The commission informs me that since January 2006 it has distributed about 13,200 overseas voter leaflets, and that more than 8,500 overseas registration postal and proxy forms have been
downloaded from its website. During elections in which British citizens resident overseas are eligible to vote, it runs campaigns which include newspaper advertising, public relations activity and online information.
Mr. Evans: But the number of eligible overseas voters who register is very small by comparison with those who could. Part of the problem is that very little of the £6.3 million being spent is ever spent on publicising overseas voter eligibility. Could my hon. Friend have talks with the Electoral Commission, which might be able to exert some influence on the Foreign Office? Perhaps our high commissions and embassies could be used to distribute literature on eligibility to overseas voters, and perhaps those who renew their passports abroad could be sent literature in the post with their new passports.

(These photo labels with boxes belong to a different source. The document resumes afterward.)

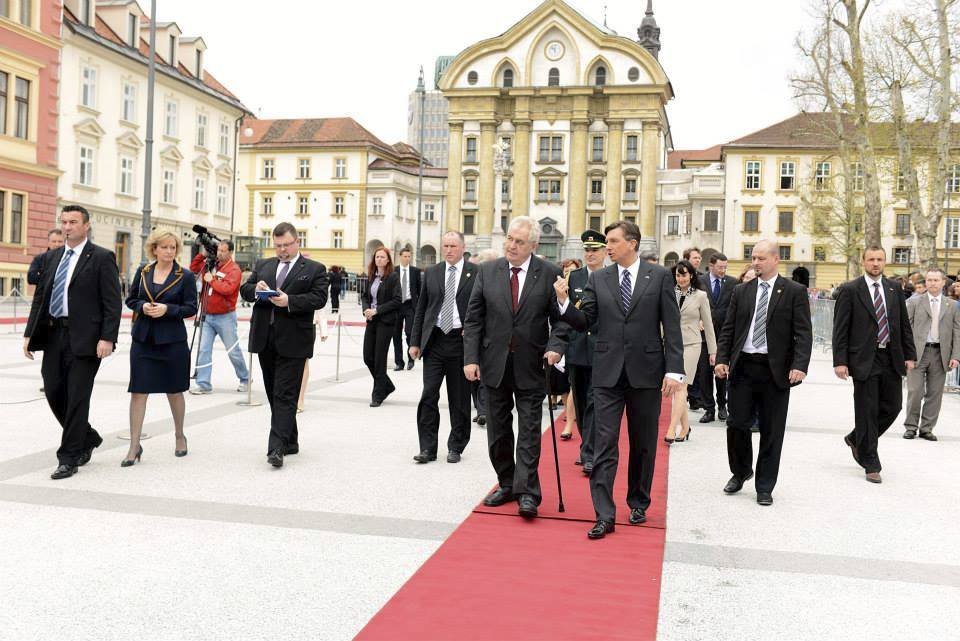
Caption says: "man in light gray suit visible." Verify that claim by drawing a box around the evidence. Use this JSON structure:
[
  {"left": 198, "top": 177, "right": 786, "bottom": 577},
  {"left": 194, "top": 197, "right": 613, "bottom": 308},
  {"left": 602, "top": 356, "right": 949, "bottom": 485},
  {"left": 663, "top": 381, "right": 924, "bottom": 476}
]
[{"left": 903, "top": 267, "right": 960, "bottom": 441}]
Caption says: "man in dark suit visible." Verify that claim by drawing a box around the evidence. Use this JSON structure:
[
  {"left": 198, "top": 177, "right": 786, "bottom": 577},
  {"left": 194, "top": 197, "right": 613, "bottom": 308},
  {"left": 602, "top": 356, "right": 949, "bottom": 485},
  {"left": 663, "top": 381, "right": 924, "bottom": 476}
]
[
  {"left": 463, "top": 216, "right": 568, "bottom": 518},
  {"left": 833, "top": 246, "right": 917, "bottom": 483},
  {"left": 410, "top": 231, "right": 477, "bottom": 463},
  {"left": 23, "top": 205, "right": 122, "bottom": 479},
  {"left": 555, "top": 220, "right": 683, "bottom": 539},
  {"left": 697, "top": 252, "right": 737, "bottom": 423},
  {"left": 714, "top": 240, "right": 813, "bottom": 505},
  {"left": 240, "top": 223, "right": 329, "bottom": 467},
  {"left": 393, "top": 247, "right": 421, "bottom": 372},
  {"left": 564, "top": 229, "right": 607, "bottom": 476}
]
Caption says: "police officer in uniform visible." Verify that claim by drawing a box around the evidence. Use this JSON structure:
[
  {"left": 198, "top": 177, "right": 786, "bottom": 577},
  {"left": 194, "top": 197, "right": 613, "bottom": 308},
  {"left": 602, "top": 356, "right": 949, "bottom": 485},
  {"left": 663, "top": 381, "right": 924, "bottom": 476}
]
[{"left": 566, "top": 229, "right": 607, "bottom": 476}]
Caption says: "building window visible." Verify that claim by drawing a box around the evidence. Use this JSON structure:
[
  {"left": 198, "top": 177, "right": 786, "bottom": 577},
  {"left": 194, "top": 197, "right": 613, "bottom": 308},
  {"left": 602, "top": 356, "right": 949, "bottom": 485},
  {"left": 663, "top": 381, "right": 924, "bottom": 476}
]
[
  {"left": 780, "top": 160, "right": 797, "bottom": 191},
  {"left": 746, "top": 160, "right": 761, "bottom": 189},
  {"left": 197, "top": 114, "right": 207, "bottom": 147},
  {"left": 161, "top": 169, "right": 176, "bottom": 205},
  {"left": 463, "top": 138, "right": 477, "bottom": 163},
  {"left": 193, "top": 176, "right": 207, "bottom": 211},
  {"left": 814, "top": 162, "right": 831, "bottom": 191},
  {"left": 120, "top": 156, "right": 134, "bottom": 196},
  {"left": 13, "top": 78, "right": 30, "bottom": 140},
  {"left": 897, "top": 214, "right": 910, "bottom": 236},
  {"left": 590, "top": 136, "right": 603, "bottom": 162},
  {"left": 627, "top": 134, "right": 639, "bottom": 162},
  {"left": 123, "top": 82, "right": 137, "bottom": 122},
  {"left": 163, "top": 100, "right": 177, "bottom": 138},
  {"left": 218, "top": 122, "right": 230, "bottom": 156},
  {"left": 77, "top": 145, "right": 93, "bottom": 187},
  {"left": 777, "top": 211, "right": 793, "bottom": 234},
  {"left": 703, "top": 209, "right": 720, "bottom": 231},
  {"left": 217, "top": 183, "right": 227, "bottom": 216},
  {"left": 667, "top": 216, "right": 680, "bottom": 236}
]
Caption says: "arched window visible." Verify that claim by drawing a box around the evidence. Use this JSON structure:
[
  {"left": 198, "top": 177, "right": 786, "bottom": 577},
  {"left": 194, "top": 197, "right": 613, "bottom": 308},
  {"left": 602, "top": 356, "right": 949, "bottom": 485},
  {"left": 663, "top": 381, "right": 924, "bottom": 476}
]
[{"left": 594, "top": 65, "right": 607, "bottom": 87}]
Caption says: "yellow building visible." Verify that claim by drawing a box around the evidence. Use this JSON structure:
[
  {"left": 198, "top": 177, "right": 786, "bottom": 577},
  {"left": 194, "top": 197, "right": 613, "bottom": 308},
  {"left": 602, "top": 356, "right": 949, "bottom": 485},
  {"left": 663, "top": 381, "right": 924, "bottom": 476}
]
[{"left": 440, "top": 0, "right": 673, "bottom": 259}]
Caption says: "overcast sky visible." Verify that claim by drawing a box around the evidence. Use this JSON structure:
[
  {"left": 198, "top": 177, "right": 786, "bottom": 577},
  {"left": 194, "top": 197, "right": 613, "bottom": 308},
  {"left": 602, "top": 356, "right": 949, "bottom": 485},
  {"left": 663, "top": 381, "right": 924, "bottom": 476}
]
[{"left": 156, "top": 0, "right": 832, "bottom": 149}]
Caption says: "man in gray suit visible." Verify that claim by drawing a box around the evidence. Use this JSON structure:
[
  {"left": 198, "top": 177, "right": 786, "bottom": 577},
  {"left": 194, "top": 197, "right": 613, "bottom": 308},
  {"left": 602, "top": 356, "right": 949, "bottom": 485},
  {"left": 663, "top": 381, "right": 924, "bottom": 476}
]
[
  {"left": 554, "top": 220, "right": 683, "bottom": 539},
  {"left": 903, "top": 267, "right": 960, "bottom": 441}
]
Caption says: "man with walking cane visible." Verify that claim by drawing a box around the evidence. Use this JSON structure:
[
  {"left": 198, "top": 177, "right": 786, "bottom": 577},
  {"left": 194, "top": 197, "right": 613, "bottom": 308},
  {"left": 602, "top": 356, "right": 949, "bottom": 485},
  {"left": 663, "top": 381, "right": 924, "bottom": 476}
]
[{"left": 554, "top": 221, "right": 683, "bottom": 539}]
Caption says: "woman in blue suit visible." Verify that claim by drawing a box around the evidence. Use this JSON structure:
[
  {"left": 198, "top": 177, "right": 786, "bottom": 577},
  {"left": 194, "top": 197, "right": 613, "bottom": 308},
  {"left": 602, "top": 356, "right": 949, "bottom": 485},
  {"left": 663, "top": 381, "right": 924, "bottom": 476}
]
[{"left": 120, "top": 231, "right": 197, "bottom": 467}]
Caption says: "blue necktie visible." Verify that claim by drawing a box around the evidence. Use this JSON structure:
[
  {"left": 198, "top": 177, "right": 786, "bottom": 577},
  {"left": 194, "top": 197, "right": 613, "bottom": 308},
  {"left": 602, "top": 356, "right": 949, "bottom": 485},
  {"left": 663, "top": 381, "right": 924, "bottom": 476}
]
[{"left": 50, "top": 249, "right": 73, "bottom": 318}]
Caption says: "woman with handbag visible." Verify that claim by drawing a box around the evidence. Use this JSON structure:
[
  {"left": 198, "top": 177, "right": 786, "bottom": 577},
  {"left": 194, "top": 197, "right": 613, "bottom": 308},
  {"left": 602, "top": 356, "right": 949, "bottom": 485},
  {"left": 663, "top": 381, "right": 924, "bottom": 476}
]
[{"left": 120, "top": 231, "right": 197, "bottom": 467}]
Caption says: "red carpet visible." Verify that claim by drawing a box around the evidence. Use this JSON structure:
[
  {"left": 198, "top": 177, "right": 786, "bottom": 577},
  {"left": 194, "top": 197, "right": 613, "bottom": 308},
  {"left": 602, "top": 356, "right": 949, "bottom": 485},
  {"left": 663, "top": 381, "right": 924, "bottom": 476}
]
[{"left": 356, "top": 403, "right": 669, "bottom": 641}]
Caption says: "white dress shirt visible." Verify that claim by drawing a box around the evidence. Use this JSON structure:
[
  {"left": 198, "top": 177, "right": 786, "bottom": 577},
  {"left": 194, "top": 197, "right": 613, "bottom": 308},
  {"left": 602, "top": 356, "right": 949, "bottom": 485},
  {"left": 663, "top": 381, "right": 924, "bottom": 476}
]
[
  {"left": 740, "top": 274, "right": 779, "bottom": 354},
  {"left": 50, "top": 238, "right": 87, "bottom": 318},
  {"left": 435, "top": 258, "right": 464, "bottom": 329}
]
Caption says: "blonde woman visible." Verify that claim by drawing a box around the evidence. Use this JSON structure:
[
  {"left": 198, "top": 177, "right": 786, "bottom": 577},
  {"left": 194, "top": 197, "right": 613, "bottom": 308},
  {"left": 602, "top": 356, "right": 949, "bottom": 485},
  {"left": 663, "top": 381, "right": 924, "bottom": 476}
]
[
  {"left": 663, "top": 260, "right": 717, "bottom": 444},
  {"left": 120, "top": 231, "right": 197, "bottom": 467}
]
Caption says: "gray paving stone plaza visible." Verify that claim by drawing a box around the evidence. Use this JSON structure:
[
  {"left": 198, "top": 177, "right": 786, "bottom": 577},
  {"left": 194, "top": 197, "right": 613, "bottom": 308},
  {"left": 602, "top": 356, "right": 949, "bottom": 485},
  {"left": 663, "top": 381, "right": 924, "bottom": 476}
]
[{"left": 0, "top": 301, "right": 960, "bottom": 641}]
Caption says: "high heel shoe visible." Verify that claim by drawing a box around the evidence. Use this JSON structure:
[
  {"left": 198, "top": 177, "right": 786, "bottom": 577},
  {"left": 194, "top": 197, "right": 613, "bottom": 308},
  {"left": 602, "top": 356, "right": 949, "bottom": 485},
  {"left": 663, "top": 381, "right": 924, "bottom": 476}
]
[{"left": 120, "top": 445, "right": 143, "bottom": 467}]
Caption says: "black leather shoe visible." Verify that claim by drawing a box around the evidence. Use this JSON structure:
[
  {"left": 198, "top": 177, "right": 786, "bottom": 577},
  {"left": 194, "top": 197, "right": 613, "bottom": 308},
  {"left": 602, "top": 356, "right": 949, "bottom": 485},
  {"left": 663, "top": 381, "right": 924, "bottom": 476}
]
[
  {"left": 50, "top": 465, "right": 77, "bottom": 481},
  {"left": 517, "top": 494, "right": 537, "bottom": 519},
  {"left": 413, "top": 450, "right": 437, "bottom": 464},
  {"left": 587, "top": 521, "right": 617, "bottom": 539},
  {"left": 723, "top": 472, "right": 753, "bottom": 494},
  {"left": 483, "top": 487, "right": 517, "bottom": 507},
  {"left": 267, "top": 447, "right": 283, "bottom": 467}
]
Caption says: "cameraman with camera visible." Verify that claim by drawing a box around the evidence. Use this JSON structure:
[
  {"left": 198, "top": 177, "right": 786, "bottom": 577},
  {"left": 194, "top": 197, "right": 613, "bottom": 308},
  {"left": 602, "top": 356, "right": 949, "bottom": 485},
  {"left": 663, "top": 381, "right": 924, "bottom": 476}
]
[{"left": 190, "top": 234, "right": 250, "bottom": 394}]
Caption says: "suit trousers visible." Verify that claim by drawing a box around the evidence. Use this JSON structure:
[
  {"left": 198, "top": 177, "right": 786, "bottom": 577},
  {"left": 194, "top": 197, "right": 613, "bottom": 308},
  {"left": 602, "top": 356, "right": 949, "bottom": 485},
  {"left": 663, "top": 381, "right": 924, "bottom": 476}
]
[
  {"left": 847, "top": 349, "right": 903, "bottom": 473},
  {"left": 727, "top": 353, "right": 790, "bottom": 492},
  {"left": 697, "top": 342, "right": 727, "bottom": 412},
  {"left": 590, "top": 370, "right": 661, "bottom": 522},
  {"left": 393, "top": 298, "right": 417, "bottom": 365},
  {"left": 486, "top": 354, "right": 546, "bottom": 505},
  {"left": 903, "top": 345, "right": 947, "bottom": 433},
  {"left": 257, "top": 325, "right": 307, "bottom": 454},
  {"left": 417, "top": 328, "right": 470, "bottom": 454},
  {"left": 570, "top": 365, "right": 596, "bottom": 465},
  {"left": 363, "top": 320, "right": 396, "bottom": 401},
  {"left": 40, "top": 327, "right": 103, "bottom": 466}
]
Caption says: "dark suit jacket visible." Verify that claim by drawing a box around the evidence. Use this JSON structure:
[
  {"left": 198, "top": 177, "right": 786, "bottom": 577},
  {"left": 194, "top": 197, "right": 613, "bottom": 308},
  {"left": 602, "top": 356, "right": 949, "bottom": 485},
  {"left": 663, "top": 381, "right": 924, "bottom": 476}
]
[
  {"left": 463, "top": 256, "right": 570, "bottom": 389},
  {"left": 410, "top": 261, "right": 477, "bottom": 351},
  {"left": 23, "top": 240, "right": 123, "bottom": 356},
  {"left": 700, "top": 272, "right": 740, "bottom": 335},
  {"left": 833, "top": 276, "right": 917, "bottom": 380},
  {"left": 717, "top": 276, "right": 813, "bottom": 389},
  {"left": 240, "top": 254, "right": 329, "bottom": 358},
  {"left": 360, "top": 270, "right": 401, "bottom": 324},
  {"left": 126, "top": 263, "right": 197, "bottom": 345},
  {"left": 564, "top": 261, "right": 684, "bottom": 389}
]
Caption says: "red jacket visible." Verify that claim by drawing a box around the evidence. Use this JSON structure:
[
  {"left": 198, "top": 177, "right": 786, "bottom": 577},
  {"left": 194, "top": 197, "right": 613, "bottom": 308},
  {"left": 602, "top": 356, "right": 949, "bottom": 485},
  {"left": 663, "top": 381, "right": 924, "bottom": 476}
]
[{"left": 190, "top": 254, "right": 243, "bottom": 314}]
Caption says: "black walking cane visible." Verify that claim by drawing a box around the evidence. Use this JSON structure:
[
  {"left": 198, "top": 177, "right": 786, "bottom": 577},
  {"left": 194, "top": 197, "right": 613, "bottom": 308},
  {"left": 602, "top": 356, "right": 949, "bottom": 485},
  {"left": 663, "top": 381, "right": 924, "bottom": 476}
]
[{"left": 543, "top": 359, "right": 564, "bottom": 512}]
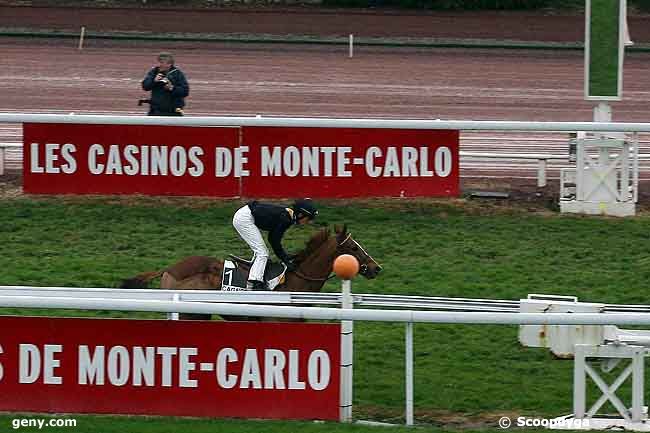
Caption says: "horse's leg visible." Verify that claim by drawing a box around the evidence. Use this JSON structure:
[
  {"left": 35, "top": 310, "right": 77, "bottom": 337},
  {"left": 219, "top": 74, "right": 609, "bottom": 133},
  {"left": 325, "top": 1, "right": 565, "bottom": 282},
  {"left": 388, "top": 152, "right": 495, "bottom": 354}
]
[{"left": 160, "top": 272, "right": 212, "bottom": 320}]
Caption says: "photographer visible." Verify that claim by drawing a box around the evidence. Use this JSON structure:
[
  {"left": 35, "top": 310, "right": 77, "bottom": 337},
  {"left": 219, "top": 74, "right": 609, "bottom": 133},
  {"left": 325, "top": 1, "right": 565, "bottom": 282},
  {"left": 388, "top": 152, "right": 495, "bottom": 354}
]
[{"left": 142, "top": 53, "right": 190, "bottom": 116}]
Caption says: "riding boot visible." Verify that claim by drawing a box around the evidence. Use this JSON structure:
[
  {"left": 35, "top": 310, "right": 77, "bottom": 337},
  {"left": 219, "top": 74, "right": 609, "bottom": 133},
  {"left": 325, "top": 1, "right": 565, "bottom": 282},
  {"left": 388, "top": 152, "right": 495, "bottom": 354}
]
[{"left": 246, "top": 280, "right": 268, "bottom": 291}]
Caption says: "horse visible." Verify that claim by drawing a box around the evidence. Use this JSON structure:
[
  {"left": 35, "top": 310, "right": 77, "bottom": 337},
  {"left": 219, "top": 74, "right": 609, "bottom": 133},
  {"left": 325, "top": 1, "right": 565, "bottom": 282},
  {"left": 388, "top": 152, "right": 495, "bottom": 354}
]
[{"left": 120, "top": 225, "right": 382, "bottom": 320}]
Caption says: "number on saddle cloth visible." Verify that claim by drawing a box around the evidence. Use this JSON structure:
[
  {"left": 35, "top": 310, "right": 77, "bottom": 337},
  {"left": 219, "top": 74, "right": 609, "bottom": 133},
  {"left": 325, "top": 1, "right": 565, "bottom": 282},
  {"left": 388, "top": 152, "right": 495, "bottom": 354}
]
[{"left": 221, "top": 255, "right": 287, "bottom": 292}]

Peter Viggers: My hon. Friends first point is absolutely right. Some 13 million United Kingdom citizens are resident overseas, and we do not know how many of them are eligible to register to vote by reason of having been registered. Only about 17,000 of those 13 million or so are registered. Although that represents an increase of nearly 50 per cent. in the last couple of years, the figures are extremely small.
The Electoral Commission does use the facilities of the Foreign and Commonwealth Office through embassies. It has also recently discussed with the Department of Work and Pensions the possibility of a further list of people whom it could contact.
Peter Viggers: The commission informs me that it has had significant success in increasing young peoples interest in politics through activities such as its advertising campaigns, educational resources, workshops and grants programme. An independent survey of people aged between 18 and 24 found that 52 per cent. claimed to have seen the commissions 2006 local elections campaign, and 24 per cent. claimed to have voted because of it.
Jo Swinson: I welcome the recent reduction in the age of candidature to 18. Indeed, I hope to be able to pass on the title of youngest Member of Parliament sooner rather than later as a result. Does the hon. Gentleman not agree, however, that we should try to build on that move, and reduce the age of voting and candidature to 16 so that young people can participate in elections as citizens in the fullest possible way?
Having conducted a comprehensive review of the matter in 2004, the Electoral Commission concluded that in the short term the voting age should remain at 18, but that it should be reviewed again when the citizenship programme in schools was more
established. Interestingly, a recent survey of some 1,000 people showed a majority in favour of retaining the voting age of 18, both among older age groups and among those aged between 15 and 19.
Mr. Jim Devine (Livingston) (Lab): Would the hon. Gentleman consider sending advice to hon. Members? I conducted a survey of people who attend my surgery and found that, sadly, up to 40 per cent. of the young people who come to see me are not on the electoral register. I have been trying to sign them up, and wonder whether some guidance could be issued.
Peter Viggers: That is an alarming statistic. It is of course for local electoral registration officers to maintain the register and ensure that it is as accurate as possible, but recent legislation passed by the House gives the Electoral Commission powers to involve itself more closely in the work of individual electoral registration officers. I hope that that will have some effect in the hon. Gentlemans constituency.